These are full banking relationships with corresponding deposits and treasury management services. Over 70% of our retail-related project sponsors did not request COVID-19 deferrals. The average rent collection rate has been about 68% on these projects over the quarter. We have no indoor mall-related exposures. Our five largest tenant exposures represent about 25% of retail-related commercial real estate tenancy, encompassing government as well as major brokerage, pharmacy, convenience store, and supercenter chain tenants. Our average loan size for retail-related commercial real estate is about $3 million.

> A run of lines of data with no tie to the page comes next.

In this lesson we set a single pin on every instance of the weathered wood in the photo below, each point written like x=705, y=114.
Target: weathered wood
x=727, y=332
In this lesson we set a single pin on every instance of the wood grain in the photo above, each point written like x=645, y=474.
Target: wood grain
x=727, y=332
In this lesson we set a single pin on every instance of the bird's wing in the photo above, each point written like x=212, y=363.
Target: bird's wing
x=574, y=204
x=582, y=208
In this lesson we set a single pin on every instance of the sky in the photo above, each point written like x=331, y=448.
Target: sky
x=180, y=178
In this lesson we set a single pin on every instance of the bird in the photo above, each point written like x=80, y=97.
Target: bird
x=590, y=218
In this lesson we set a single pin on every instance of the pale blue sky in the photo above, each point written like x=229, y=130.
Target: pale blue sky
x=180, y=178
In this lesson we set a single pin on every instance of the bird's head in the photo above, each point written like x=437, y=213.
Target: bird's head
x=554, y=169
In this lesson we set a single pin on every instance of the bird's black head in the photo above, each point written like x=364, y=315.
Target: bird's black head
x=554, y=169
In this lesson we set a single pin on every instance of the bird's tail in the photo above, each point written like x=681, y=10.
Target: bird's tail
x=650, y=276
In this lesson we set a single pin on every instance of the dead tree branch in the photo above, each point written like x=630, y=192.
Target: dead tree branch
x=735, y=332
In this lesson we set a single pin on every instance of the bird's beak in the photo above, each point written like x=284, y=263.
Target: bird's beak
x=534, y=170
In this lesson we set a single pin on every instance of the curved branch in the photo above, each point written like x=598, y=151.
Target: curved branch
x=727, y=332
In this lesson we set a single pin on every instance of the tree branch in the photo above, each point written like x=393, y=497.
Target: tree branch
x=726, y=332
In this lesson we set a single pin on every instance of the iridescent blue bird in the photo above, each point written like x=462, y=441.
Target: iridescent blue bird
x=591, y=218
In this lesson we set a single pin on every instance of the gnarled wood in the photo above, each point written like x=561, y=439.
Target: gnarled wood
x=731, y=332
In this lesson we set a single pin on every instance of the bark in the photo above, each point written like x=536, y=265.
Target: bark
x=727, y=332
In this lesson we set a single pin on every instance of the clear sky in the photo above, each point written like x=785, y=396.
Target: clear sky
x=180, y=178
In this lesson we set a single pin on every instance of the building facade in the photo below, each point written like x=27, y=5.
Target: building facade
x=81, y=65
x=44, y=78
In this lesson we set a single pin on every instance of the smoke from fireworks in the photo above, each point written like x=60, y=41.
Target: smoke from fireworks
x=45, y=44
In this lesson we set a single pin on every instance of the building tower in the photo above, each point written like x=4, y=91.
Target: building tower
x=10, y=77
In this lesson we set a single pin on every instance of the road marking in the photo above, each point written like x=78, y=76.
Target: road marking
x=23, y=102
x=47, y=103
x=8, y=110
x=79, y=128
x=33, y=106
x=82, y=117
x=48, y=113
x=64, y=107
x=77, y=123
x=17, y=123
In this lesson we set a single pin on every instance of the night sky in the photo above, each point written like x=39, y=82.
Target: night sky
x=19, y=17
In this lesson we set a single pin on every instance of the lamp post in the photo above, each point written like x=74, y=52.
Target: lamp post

On our first quarter call, we reported that we developed customized deferral arrangements, with fewer than 100 loans as of April 15, totaling some $378 million and representing less than 6% of all loans. As we shared then in April, we were prepared for another $100 million or so of additional deferrals. And we're pleased to report that modifications remain below that level. As of July 15, we have just over 100 loans, with deferrals totaling approximately $437 million, and continuing to represent about 6% of total loans. Importantly, 48% of these borrowers are scheduled to resume normal debt service payments in the third quarter. We believe many clients are gaining confidence in our ability to operate during international health crisis, which is reducing the need for deferrals. The pace and shape of any broader economic recovery will influence how these numbers play out. But based on what we see today, deferrals are moving in the right direction.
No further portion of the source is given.